Decompose string into blocks

7

Your program's input is a string containing whitespaces, parentheses, and other characters. The string is assumed to be parenthesed correctly, i.e. each right parenthesis matches a unique left parenthesis and vice versa : so the program is allowed to do anything on incorrectly parenthesed strings, such as )abc, (abc or )abc(. The character interval between a left parenthesis and the corresponding right parenthesis (including the parentheses) is called a parenthesed interval. Your program's job is to decompose the string into blocks according to the rules below, and output the result as a "vertical list", with one block per line.

Now, two characters in the string are in the same block if either

(a) there is no whitespace character strictly between them

or

(b) there is a parenthesed interval containing them both.

Also,

(c) Whitespaces not in any parenthesed interval are mere separators and to be discarded in the decomposition.
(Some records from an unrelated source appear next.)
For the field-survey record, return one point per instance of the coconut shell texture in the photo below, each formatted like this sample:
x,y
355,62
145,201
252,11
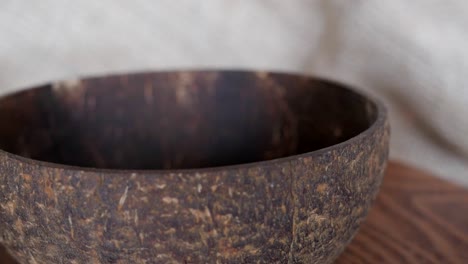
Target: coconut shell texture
x,y
188,167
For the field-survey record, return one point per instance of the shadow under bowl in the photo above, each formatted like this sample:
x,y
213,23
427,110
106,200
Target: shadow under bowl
x,y
188,167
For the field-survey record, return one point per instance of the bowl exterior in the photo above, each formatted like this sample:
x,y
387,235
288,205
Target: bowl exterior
x,y
303,209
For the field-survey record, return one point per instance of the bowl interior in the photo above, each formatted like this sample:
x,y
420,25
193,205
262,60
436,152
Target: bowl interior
x,y
180,120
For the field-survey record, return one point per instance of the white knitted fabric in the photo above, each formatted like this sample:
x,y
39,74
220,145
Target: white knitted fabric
x,y
412,54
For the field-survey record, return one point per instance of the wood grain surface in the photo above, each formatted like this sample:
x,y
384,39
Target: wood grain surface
x,y
417,219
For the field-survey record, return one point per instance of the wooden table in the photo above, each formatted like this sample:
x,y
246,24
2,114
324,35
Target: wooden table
x,y
417,219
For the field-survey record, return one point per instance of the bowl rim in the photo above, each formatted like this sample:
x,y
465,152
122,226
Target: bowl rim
x,y
382,116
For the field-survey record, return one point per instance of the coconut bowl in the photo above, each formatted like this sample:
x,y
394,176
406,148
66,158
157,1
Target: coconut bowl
x,y
188,167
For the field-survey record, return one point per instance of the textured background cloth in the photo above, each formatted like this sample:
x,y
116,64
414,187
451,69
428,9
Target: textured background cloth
x,y
412,54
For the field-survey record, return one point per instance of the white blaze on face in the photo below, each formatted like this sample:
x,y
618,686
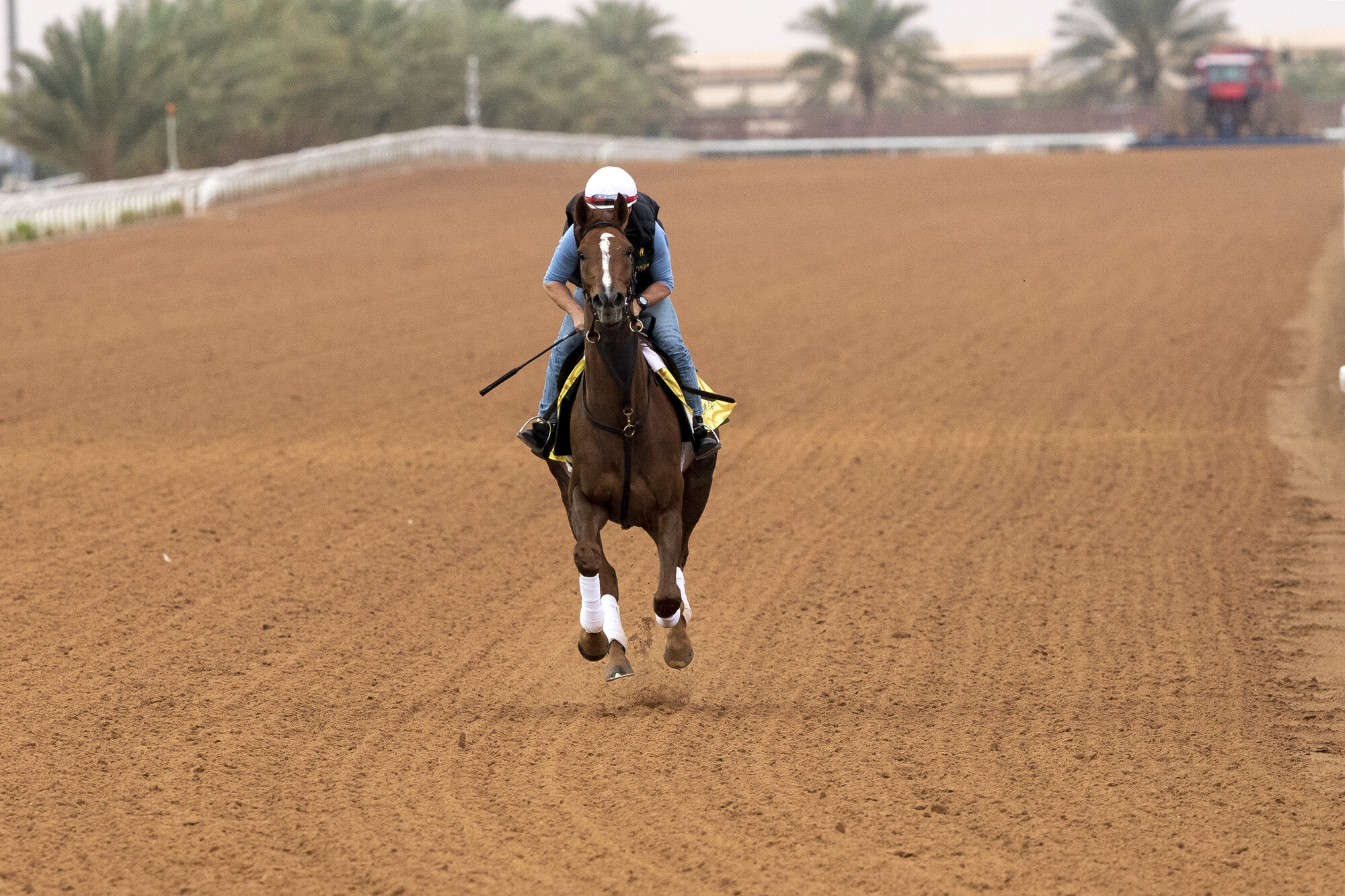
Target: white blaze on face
x,y
607,261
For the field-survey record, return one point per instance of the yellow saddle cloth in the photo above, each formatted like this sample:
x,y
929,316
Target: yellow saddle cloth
x,y
715,413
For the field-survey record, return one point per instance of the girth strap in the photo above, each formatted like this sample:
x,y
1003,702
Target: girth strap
x,y
627,434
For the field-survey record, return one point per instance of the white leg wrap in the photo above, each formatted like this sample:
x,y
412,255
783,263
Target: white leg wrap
x,y
591,604
613,620
681,585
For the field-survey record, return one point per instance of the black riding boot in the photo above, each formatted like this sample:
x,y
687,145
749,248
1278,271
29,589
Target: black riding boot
x,y
704,442
537,435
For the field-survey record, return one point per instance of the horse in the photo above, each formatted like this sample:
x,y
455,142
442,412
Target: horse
x,y
629,460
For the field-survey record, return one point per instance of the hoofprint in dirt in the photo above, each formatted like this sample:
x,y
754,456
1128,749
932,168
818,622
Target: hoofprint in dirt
x,y
980,602
1305,576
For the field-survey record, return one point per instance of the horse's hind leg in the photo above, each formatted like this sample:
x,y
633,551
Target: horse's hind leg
x,y
668,600
696,494
586,521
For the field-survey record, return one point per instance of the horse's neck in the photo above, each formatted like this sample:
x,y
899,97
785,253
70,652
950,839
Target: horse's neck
x,y
605,388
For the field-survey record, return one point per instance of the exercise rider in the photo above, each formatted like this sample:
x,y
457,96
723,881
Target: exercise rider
x,y
653,302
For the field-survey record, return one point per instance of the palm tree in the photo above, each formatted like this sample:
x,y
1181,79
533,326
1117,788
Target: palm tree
x,y
1125,46
96,99
634,64
875,49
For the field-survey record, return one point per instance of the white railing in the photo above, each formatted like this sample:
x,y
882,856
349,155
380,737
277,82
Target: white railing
x,y
1005,143
92,206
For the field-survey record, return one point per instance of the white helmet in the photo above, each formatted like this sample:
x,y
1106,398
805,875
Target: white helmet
x,y
606,185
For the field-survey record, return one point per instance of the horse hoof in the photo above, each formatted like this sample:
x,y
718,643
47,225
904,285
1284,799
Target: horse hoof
x,y
598,643
619,665
679,651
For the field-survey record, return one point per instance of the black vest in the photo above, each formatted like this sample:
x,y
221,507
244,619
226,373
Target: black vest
x,y
640,231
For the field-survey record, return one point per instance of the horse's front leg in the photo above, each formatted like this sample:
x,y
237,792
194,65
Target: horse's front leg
x,y
587,520
601,616
668,600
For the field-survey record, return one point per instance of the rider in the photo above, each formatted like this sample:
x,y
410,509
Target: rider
x,y
653,303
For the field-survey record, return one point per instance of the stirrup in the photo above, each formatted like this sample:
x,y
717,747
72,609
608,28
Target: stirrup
x,y
707,444
531,438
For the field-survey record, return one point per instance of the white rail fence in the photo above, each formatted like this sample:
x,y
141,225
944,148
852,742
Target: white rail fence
x,y
995,145
26,216
71,209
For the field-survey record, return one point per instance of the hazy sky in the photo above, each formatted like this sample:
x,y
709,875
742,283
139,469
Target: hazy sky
x,y
740,25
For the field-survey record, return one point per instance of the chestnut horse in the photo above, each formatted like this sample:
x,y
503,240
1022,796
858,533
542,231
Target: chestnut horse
x,y
630,462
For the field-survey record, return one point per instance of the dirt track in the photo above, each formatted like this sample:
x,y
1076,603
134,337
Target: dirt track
x,y
992,592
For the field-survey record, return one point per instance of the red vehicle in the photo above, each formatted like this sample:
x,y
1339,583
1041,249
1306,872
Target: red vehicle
x,y
1237,89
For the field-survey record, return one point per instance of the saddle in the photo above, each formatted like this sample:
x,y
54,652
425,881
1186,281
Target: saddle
x,y
715,412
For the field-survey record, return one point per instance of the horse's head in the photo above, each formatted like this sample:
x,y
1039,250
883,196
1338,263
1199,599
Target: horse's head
x,y
607,260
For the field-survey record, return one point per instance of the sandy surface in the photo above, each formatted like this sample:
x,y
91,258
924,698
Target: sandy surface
x,y
997,588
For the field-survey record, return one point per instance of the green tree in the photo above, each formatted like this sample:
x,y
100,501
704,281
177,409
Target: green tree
x,y
875,50
1319,75
93,101
1124,48
645,89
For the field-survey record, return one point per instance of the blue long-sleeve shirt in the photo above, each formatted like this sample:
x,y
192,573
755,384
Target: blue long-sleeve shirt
x,y
566,263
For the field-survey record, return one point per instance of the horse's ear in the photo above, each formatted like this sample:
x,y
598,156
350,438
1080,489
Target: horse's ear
x,y
582,214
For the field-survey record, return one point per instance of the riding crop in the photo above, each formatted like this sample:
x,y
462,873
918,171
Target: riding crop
x,y
529,361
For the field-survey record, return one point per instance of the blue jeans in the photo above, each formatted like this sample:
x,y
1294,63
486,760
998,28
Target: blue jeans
x,y
668,335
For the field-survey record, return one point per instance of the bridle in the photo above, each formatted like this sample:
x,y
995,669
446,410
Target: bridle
x,y
633,423
592,335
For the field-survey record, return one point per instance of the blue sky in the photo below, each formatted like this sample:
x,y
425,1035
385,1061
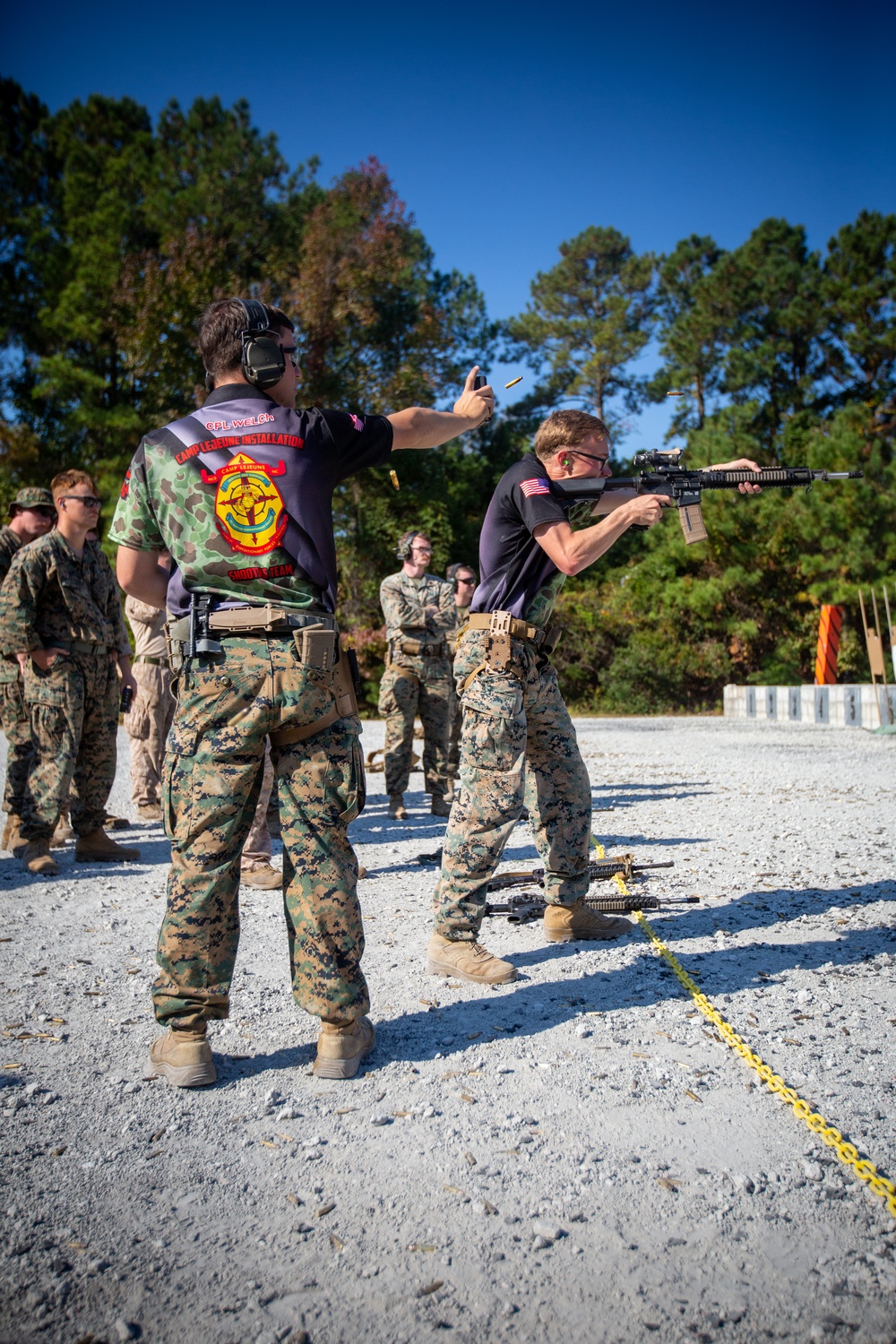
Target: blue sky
x,y
511,128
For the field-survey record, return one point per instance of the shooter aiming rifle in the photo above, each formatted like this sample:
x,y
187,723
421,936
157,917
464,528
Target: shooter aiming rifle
x,y
530,905
665,476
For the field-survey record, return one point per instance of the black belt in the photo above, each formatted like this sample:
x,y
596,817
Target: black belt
x,y
81,647
252,621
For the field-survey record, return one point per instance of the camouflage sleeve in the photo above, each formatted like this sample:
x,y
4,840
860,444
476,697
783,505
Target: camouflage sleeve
x,y
134,521
19,597
445,620
402,609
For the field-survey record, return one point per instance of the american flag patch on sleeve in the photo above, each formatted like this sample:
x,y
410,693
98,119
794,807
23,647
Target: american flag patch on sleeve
x,y
538,486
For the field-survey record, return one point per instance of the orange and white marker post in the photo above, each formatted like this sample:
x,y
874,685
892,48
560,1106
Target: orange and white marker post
x,y
829,626
874,645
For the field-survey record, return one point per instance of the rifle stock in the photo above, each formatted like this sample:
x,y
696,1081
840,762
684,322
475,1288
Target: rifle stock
x,y
684,488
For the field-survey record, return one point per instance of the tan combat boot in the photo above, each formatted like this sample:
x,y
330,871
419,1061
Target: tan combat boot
x,y
11,832
37,857
99,849
62,832
397,806
183,1058
341,1046
265,876
568,924
466,961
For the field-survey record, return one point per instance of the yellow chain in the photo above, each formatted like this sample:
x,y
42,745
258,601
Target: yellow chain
x,y
847,1152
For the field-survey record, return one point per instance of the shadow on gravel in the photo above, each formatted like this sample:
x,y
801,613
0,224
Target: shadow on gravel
x,y
236,1070
605,796
525,1010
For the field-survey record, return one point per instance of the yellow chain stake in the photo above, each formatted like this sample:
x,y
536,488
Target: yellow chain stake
x,y
847,1152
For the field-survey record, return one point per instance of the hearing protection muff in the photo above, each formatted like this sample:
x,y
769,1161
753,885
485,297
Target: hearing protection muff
x,y
263,359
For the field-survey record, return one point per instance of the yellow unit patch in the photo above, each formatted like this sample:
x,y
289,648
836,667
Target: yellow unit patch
x,y
249,508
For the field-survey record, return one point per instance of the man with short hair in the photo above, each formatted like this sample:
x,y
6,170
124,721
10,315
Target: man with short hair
x,y
61,617
419,616
152,711
463,580
241,495
514,720
31,513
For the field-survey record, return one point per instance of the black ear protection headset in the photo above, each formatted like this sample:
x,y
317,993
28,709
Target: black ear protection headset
x,y
406,545
263,359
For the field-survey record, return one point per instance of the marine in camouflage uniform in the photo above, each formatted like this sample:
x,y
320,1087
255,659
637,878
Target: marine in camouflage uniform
x,y
51,599
463,580
153,709
241,495
37,504
419,616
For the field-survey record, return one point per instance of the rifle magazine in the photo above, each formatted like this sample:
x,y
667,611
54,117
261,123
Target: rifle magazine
x,y
692,523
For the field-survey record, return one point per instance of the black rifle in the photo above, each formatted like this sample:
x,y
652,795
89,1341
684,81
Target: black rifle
x,y
528,905
664,475
600,870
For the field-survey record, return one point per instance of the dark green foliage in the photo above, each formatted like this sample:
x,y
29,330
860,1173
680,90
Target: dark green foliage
x,y
116,234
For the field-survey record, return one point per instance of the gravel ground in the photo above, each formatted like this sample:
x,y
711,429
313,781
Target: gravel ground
x,y
570,1158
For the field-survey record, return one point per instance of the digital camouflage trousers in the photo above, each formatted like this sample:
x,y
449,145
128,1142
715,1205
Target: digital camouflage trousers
x,y
148,723
517,742
226,707
16,726
416,685
74,723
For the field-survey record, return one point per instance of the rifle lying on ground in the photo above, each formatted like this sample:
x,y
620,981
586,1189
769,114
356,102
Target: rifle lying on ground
x,y
530,905
683,487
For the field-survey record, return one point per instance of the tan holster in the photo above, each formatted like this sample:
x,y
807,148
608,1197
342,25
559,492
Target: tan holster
x,y
341,685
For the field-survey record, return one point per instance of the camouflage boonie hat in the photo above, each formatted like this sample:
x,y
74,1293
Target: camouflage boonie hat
x,y
32,496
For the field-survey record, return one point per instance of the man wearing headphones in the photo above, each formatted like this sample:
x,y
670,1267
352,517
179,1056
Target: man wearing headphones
x,y
241,495
419,616
462,577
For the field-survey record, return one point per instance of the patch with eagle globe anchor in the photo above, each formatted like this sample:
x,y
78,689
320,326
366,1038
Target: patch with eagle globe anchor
x,y
249,508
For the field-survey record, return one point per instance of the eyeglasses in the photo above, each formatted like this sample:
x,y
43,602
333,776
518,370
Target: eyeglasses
x,y
576,452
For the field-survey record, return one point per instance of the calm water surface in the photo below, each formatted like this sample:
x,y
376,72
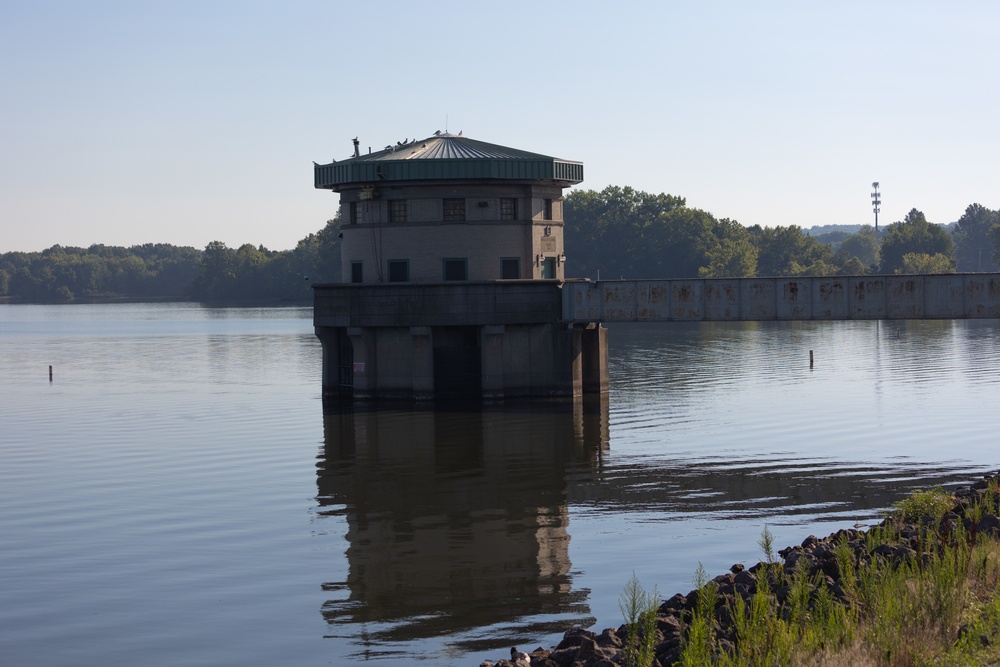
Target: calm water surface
x,y
176,494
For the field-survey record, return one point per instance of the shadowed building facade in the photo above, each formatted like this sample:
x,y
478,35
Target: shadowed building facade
x,y
453,262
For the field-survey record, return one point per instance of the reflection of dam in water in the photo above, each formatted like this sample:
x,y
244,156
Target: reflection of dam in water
x,y
458,522
455,520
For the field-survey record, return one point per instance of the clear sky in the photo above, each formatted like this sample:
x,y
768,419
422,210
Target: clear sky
x,y
180,122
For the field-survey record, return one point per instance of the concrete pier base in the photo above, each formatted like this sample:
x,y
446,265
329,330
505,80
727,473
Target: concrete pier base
x,y
475,340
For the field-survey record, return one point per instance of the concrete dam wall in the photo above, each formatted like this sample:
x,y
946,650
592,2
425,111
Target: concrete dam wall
x,y
946,296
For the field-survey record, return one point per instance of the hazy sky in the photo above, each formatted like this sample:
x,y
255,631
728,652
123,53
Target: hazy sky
x,y
189,122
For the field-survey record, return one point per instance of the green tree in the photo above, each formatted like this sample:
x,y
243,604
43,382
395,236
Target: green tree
x,y
913,235
861,246
787,251
994,236
971,239
216,273
733,255
918,262
609,231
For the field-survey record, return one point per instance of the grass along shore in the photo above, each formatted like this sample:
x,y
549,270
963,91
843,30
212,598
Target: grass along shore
x,y
921,588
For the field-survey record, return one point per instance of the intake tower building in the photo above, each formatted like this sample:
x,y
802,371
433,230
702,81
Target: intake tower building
x,y
452,270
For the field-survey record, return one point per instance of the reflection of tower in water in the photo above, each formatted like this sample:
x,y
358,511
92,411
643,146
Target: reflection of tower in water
x,y
455,520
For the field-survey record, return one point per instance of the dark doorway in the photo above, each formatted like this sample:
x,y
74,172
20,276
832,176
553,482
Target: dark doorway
x,y
457,363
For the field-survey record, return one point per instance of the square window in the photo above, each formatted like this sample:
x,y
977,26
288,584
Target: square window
x,y
510,268
397,210
456,269
399,270
454,210
508,209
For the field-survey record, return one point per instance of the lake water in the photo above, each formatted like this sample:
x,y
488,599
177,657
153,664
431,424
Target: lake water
x,y
175,494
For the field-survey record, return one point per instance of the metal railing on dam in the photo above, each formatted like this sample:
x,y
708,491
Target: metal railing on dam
x,y
886,297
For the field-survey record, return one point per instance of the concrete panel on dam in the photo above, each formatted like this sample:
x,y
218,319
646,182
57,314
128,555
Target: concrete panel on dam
x,y
945,296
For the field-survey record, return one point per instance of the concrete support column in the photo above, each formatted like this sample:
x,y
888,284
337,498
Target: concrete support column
x,y
363,345
331,360
576,360
491,351
423,363
595,360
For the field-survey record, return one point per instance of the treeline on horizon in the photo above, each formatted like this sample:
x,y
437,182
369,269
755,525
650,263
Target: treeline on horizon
x,y
618,232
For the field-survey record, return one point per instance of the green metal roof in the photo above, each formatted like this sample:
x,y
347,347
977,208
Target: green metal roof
x,y
446,157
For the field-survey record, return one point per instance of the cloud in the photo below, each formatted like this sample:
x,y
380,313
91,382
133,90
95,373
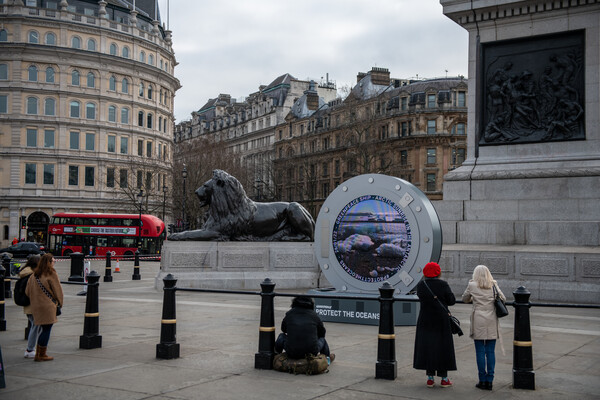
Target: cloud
x,y
233,46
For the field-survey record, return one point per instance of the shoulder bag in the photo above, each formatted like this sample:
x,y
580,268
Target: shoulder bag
x,y
454,322
58,310
501,310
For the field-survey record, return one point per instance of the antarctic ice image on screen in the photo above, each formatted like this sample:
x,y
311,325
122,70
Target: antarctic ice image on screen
x,y
371,238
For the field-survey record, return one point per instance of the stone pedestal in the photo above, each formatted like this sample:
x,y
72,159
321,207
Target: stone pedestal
x,y
239,265
529,211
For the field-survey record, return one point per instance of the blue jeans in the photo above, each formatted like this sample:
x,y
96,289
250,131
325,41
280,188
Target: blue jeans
x,y
486,357
34,332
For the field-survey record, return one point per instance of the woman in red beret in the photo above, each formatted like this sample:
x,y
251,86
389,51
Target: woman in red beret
x,y
434,347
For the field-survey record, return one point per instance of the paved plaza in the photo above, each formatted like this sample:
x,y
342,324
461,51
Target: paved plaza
x,y
218,335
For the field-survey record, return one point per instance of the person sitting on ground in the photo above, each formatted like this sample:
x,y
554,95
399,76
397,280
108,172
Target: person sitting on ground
x,y
303,332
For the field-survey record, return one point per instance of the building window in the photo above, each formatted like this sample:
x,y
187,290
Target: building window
x,y
112,144
49,106
73,175
458,156
90,141
31,137
49,138
431,101
32,73
49,75
124,145
90,111
75,78
112,114
403,103
110,177
403,157
3,104
123,178
74,105
74,140
48,174
30,172
431,183
76,42
124,115
462,99
33,37
32,105
91,81
431,156
89,176
50,39
431,127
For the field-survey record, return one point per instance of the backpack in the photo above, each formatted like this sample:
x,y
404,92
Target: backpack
x,y
19,295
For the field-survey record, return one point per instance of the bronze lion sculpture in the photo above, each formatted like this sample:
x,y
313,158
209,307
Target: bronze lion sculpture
x,y
233,216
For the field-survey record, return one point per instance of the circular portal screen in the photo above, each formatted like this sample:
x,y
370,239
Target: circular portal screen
x,y
371,238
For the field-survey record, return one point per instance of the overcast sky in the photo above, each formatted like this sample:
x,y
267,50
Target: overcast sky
x,y
234,46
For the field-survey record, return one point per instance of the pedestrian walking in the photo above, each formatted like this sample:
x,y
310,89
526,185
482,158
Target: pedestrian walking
x,y
34,330
46,296
434,346
485,328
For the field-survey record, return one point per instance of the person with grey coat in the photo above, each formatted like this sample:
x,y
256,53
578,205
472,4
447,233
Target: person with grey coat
x,y
485,328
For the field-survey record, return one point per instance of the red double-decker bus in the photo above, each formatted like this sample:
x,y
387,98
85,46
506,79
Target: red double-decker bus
x,y
97,234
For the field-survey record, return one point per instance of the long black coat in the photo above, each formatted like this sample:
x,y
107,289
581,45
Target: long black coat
x,y
434,347
303,328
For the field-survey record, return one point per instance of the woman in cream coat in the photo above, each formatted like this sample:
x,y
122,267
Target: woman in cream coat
x,y
484,323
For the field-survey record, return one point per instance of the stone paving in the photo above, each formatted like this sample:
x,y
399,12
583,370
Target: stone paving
x,y
218,335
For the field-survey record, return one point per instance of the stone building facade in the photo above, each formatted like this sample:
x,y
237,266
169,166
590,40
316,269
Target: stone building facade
x,y
86,110
415,130
249,127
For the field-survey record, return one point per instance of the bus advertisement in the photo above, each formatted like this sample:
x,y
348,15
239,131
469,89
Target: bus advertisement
x,y
97,234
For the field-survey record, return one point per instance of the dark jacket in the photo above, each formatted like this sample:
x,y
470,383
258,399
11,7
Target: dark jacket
x,y
303,328
434,347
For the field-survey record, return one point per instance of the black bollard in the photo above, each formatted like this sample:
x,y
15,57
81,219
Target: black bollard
x,y
2,301
266,331
168,348
6,275
136,267
108,269
90,338
523,374
386,367
76,267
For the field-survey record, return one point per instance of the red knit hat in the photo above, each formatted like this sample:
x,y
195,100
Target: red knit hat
x,y
432,270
All the other characters (including whitespaces) are retained.

For example, if the input is

I guess     () if(you say ( so)), I'll have((  ))to pack my (((things))) and go

The output should be

I
guess
()
if(you say ( so)),
I'll
have((  ))to
pack
my
(((things)))
and
go

Another useful test (thanks to NinjaBearMonkey) :

Hit the ( Road (Jack Don't) come ) back (no (more ) ) no more

The output should be

Hit
the
( Road (Jack Don't) come )
back
(no (more ) )
no 
more

The shortest code in bytes wins.

Ewan Delanoy

Posted 2016-07-09T14:31:31.193

Reputation: 995

You might want to have something like ((foo) bar) in the test case where all parentheses aren't closed at once. – NinjaBearMonkey – 2016-07-09T15:37:42.110

1@NinjaBearMonkey if(you say ( so)), – Neil – 2016-07-09T15:42:00.877

1A test case including something like a( b )c( d )e would also be good. – Martin Ender – 2016-07-09T19:22:15.160

1Can the input start or end with spaces? – Martin Ender – 2016-07-09T19:27:56.830

Answers

3

MATL, 22 bytes

j0G40=G41=-YsG32=*g(Yb

Try it online!

Explanation

This uses a builtin function for splitting a string at spaces. To avoid splitting at spaces between matching parentheses, these are first detected and replaced by character 0. This is not detected as a space by the string-splitting function, but is treated as a space by the implicit display function.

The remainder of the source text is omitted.